Some time this spring, Charlottesville’s branch of Habitat for Humanity will apply for the rezoning of a parcel of land that is currently the site of the Sunrise Trailer Court off of Carlton Avenue. Presently, there are 17 trailers in the decades-old mobile home park, but Habitat is aiming for a much higher density and will likely try to build between 55 and 70 units. "We think it’s an appropriate location for a higher density because it’s on the bus line and close to Downtown," says Overton McGehee, the executive director of the Greater Charlottesville Habitat for Humanity.
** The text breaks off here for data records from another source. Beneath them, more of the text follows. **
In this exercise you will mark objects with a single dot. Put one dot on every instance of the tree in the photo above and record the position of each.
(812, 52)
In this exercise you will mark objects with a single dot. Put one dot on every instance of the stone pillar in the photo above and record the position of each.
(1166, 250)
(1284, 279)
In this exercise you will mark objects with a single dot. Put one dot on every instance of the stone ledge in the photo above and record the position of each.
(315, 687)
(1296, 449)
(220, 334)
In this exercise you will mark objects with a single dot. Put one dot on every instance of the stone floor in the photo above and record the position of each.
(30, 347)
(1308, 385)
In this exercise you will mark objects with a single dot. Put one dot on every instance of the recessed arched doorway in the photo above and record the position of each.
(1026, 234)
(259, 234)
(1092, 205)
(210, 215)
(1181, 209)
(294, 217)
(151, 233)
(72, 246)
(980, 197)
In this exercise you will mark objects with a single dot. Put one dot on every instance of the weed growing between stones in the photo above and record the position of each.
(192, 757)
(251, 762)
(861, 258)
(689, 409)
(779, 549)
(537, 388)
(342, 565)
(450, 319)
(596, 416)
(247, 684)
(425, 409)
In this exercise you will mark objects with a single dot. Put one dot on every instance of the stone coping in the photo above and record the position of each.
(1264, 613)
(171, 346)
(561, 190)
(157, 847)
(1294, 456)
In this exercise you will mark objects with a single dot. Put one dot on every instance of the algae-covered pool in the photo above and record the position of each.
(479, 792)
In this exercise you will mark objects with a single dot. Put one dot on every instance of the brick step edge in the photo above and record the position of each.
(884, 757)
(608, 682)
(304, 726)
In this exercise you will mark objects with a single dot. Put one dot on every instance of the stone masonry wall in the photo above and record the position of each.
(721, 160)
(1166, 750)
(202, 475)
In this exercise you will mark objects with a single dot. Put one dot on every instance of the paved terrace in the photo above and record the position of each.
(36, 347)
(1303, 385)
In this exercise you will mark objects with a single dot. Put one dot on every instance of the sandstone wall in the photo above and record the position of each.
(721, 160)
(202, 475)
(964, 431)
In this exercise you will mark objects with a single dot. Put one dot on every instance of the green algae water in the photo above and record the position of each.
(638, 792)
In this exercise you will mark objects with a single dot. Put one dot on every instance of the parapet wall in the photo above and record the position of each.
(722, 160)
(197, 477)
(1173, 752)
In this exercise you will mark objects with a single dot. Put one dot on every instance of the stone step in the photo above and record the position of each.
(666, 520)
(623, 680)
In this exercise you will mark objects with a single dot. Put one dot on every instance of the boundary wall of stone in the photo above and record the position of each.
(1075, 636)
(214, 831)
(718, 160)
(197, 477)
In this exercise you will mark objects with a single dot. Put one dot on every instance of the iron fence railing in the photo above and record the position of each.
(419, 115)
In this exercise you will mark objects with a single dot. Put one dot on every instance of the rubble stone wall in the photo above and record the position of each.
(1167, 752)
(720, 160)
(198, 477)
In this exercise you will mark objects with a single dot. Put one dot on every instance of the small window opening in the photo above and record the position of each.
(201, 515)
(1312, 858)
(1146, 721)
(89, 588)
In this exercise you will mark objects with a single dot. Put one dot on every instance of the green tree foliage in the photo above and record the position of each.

Construction will ideally begin by late 2008 on what would be a mixed-income housing development.
![]() "It’s our chance to prove that mixed-income can work in Charlottesville," says Habitat’s Overton McGehee of the 35-unit Paton Street development. |
That project will act as a precursor to a gigantic undertaking when Habitat redevelops the Southwood Mobile Home Estates. Currently, 371 units occupy 100 acres off Fifth Street Extended, but the land has a potential for 600 to 900 units of mixed income with a significant portion being affordable housing. The Southwood project is at least five years away though, and in the meantime, Habitat is using another mixed-income project—this one in the Fifeville neighborhood—as a testing ground for its future trailer park projects.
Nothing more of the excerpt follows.